Tendo como ponto de partida um assalto, o novo longa do cineasta britânico nos leva por uma jornada visual pela mente de seu protagonista, em um jogo mental de gato e rato visualmente fascinante.
Danny Boyle é um cineasta que gosta de mergulhar fundo na psique de seus personagens e que evita repetir gêneros, sempre dando a seus diversificados longas marcas visuais e narrativas que os tornam imediatamente reconhecíveis pelo seu estilo estético. Neste “Em Transe”, o britânico adapta para o cinema um filme para a TV cujo roteiro o permitiu colocar a ação, de fato, dentro da mente de seu protagonista.
Simon (James McAvoy) trabalha como leiloeiro em uma famosa galeria de arte. O local acaba sendo o cenário de um ousado roubo orquestrado pelo criminoso profissional Franck (Vincent Cassel), com a ajuda do próprio Simon. No entanto, o rapaz escondeu o valioso produto do crime e, após um golpe na cabeça, não lembra mais onde a obra está. Sem saída, Franck recorre a Elizabeth Lamb (Rosario Dawson), uma hipnotista que pode recobrar a memória de Simon. Segredos começam a emergir entre as partes, em um perigoso jogo de gato e rato, onde as fronteiras entre caça, caçador, realidade e sonhos começam a se misturar.
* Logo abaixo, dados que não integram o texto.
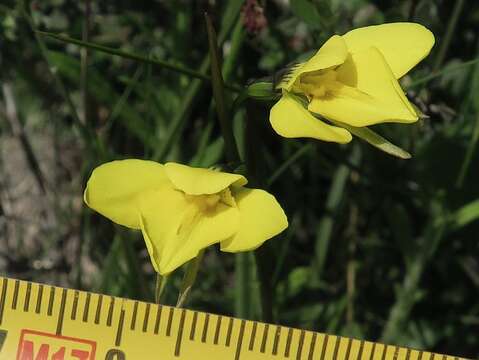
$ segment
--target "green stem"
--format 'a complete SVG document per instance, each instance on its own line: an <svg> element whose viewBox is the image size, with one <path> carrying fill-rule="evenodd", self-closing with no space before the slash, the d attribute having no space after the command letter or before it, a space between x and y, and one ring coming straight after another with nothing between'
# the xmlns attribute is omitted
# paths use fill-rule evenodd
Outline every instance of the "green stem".
<svg viewBox="0 0 479 360"><path fill-rule="evenodd" d="M407 262L406 274L402 286L398 290L396 302L389 312L388 320L381 336L381 342L394 342L402 333L414 304L420 298L422 274L444 237L447 220L443 216L441 204L434 203L430 213L431 219L426 228L424 243L419 246L413 259Z"/></svg>
<svg viewBox="0 0 479 360"><path fill-rule="evenodd" d="M411 88L414 88L416 86L419 86L419 85L422 85L424 83L427 83L431 80L434 80L438 77L441 77L445 74L449 74L453 71L458 71L458 70L462 70L464 68L467 68L471 65L475 65L475 64L478 64L479 63L479 58L476 58L476 59L472 59L472 60L468 60L468 61L465 61L461 64L457 64L457 65L454 65L454 66L449 66L449 67L446 67L446 68L443 68L442 70L440 71L436 71L436 72L433 72L431 75L428 75L428 76L424 76L418 80L415 80L413 81L411 84L409 84L408 86L406 86L406 89L411 89Z"/></svg>
<svg viewBox="0 0 479 360"><path fill-rule="evenodd" d="M62 42L66 42L66 43L75 44L75 45L78 45L78 46L90 48L90 49L101 51L101 52L104 52L104 53L107 53L107 54L110 54L110 55L114 55L114 56L120 56L120 57L125 58L125 59L131 59L131 60L135 60L135 61L141 61L141 62L144 62L144 63L147 63L147 64L161 66L165 69L169 69L169 70L178 72L180 74L185 74L185 75L194 77L196 79L200 79L202 81L211 81L212 80L211 77L209 77L208 75L205 75L201 71L193 70L193 69L187 68L185 66L170 63L170 62L165 61L165 60L153 59L151 57L132 54L130 52L126 52L126 51L123 51L123 50L119 50L119 49L111 48L111 47L104 46L104 45L99 45L99 44L95 44L95 43L91 43L91 42L78 40L78 39L71 38L71 37L65 36L65 35L54 34L54 33L46 32L46 31L39 31L39 30L36 30L35 32L37 34L40 34L40 35L43 35L43 36L48 36L48 37L50 37L52 39L55 39L55 40L58 40L58 41L62 41ZM234 92L239 92L239 91L242 90L240 87L230 85L230 84L225 84L225 88L228 89L228 90L234 91Z"/></svg>
<svg viewBox="0 0 479 360"><path fill-rule="evenodd" d="M225 96L224 96L224 82L223 75L221 73L221 63L218 54L218 42L216 39L216 31L213 28L211 19L207 13L205 13L206 29L208 32L208 44L210 48L211 59L211 79L213 87L213 97L216 104L216 113L218 114L218 120L220 122L223 139L225 141L226 158L229 163L239 161L238 148L236 146L236 140L233 135L233 127L231 125L231 119L227 116Z"/></svg>
<svg viewBox="0 0 479 360"><path fill-rule="evenodd" d="M168 275L156 274L155 302L157 304L161 303L161 296L165 292L165 288L166 288L167 283L168 283Z"/></svg>
<svg viewBox="0 0 479 360"><path fill-rule="evenodd" d="M433 73L435 73L441 68L444 59L446 58L447 51L449 50L449 46L451 45L452 36L454 34L454 31L456 30L461 11L464 7L464 2L465 0L457 0L454 4L452 15L449 18L449 22L447 24L446 34L444 35L444 39L441 41L441 47L439 48L436 60L434 62L434 66L432 67Z"/></svg>
<svg viewBox="0 0 479 360"><path fill-rule="evenodd" d="M185 276L183 277L183 281L181 282L181 289L180 294L178 296L178 301L176 302L177 307L182 307L188 295L191 292L191 288L193 287L196 275L198 274L198 270L200 269L201 260L203 259L204 250L201 250L198 255L190 260L186 266Z"/></svg>
<svg viewBox="0 0 479 360"><path fill-rule="evenodd" d="M358 144L355 144L351 155L349 156L348 163L357 166L360 159L361 149ZM339 211L350 172L351 170L348 166L339 165L333 176L331 189L326 200L325 214L319 221L318 233L316 235L316 243L314 246L314 257L311 262L311 274L314 284L319 284L321 280L321 275L328 254L329 243L333 233L334 219Z"/></svg>
<svg viewBox="0 0 479 360"><path fill-rule="evenodd" d="M75 105L73 104L73 101L70 97L70 94L67 91L67 88L66 88L65 84L63 83L60 76L58 76L55 73L55 71L53 71L53 66L50 64L50 60L49 60L49 57L48 57L48 49L47 49L45 43L43 42L43 40L40 38L40 36L38 36L38 33L35 31L35 24L33 23L33 19L30 16L28 2L25 3L24 1L21 1L19 3L19 5L20 5L20 11L23 14L24 19L27 21L28 25L30 26L30 29L34 33L35 40L37 42L38 48L40 49L40 53L42 54L42 57L43 57L44 61L48 65L48 70L50 72L50 75L53 77L56 85L60 89L60 93L63 96L63 98L65 99L65 101L67 103L67 106L70 110L70 113L73 116L73 119L75 120L75 122L74 122L75 126L80 131L80 134L82 135L82 138L85 141L85 143L87 145L90 145L90 146L87 146L87 148L88 149L92 149L92 148L97 149L97 150L99 150L99 152L101 154L104 154L103 148L101 146L101 143L98 141L98 138L97 138L96 134L93 131L91 131L90 128L85 126L85 124L83 124L83 122L80 120L78 112L76 111ZM93 145L93 146L91 146L91 145Z"/></svg>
A abertura do filme lembra muito um heist movie (filme de assalto) extremamente compactado, remetendo inclusive ao eficiente “O Plano Perfeito”, até mesmo por incluir um monólogo do personagem principal direcionado à plateia. Estes primeiros minutos são os mais convencionais da produção que, a partir daí, se torna uma verdadeira caixa de areia para Boyle e seus colaborados, que aproveitam o aspecto onírico da história ao máximo.
Especialmente deve ser louvado o trabalho do diretor de fotografia Anthony Dod Mantle que, de maneira econômica, navega por diferentes ambientes (reais ou mentais), criando identidades visuais para cada um, indo desde cores frias e ângulos desconfortáveis (como no tenso diálogo envolvendo o trio principal dentro de um carro) até uma paleta acolhedora e alegre em uma das fantasias de Simon.
Paralelos com “A Origem” são inevitáveis, mas enquanto Christopher Nolan transportou para a tela o subconsciente de uma maneira mais analítica, pouco se utilizando do surrealismo em sua narrativa, Boyle se permitiu brincar mais com essa ausência do real que lhe foi dada, trabalhando com maior liberdade e fugindo de uma lógica mais conservadora, em uma mistura de noir e fantasia psicológica, mantendo o espectador atento e maravilhado ao que é projetado.
Para criar esse clima mutável, a fotografia trabalha em uníssono com um design de produção extremamente inteligente (reparem a estrutura labiríntica da casa de Franck em um momento e a presença opressora da tela no apartamento de Simon quando este recebe visitas) e com a maravilhosa trilha de Rick Smith (que inclui até mesmo a própria Rosario Dawson em mais que apropriada canção sobre “o sonhador”). Todos esses elementos são mixados pela excelente montagem de Jon Harrison, que os condensa em um ritmo, com o perdão do trocadilho, hipnótico.
O trio de protagonista está fantástico. James McAvoy trabalha seu personagem como uma tela em branco, inicialmente pura que, aos poucos, vai sendo pintada com tons cada vez mais sombrios, tornando-se especialmente assustador quando o vemos dando vazão a um lado sádico de sua personalidade que, até pouco tempo, parecia plácida e McAvoy explora muito bem esse desafiador crescendo de seu personagem.
Já Rosario Dawson é uma versão modificada de uma femme fatale que, mesmo tentando manter o controle o tempo todo, nos permite ver que possui um segredo, revelado por meio de um choro, pouco depois de sua primeira aparição em cena. A verdadeira natureza de Elizabeth é um dos mais intrigantes mistérios da fita, tornando-a altamente sedutora. Finalmente, Vincent Cassel surge como um criminoso impiedoso para, aos poucos, revelar-se cada vez mais fragilizado, com seu Franck conquistando aos poucos alguma simpatia do público.
“Em Transe” enfrenta sua dose de problemas. As excessivas reviravoltas presentes no terceiro ato atrapalham um pouco a experiência e acabam por enfraquecer a produção, especialmente em sua estrutura. Mas é algo mínimo em comparação com seus aspectos positivos, o que torna essa ambiciosa empreitada de Danny Boyle mais um acerto dentro da carreira deste ótimo diretor.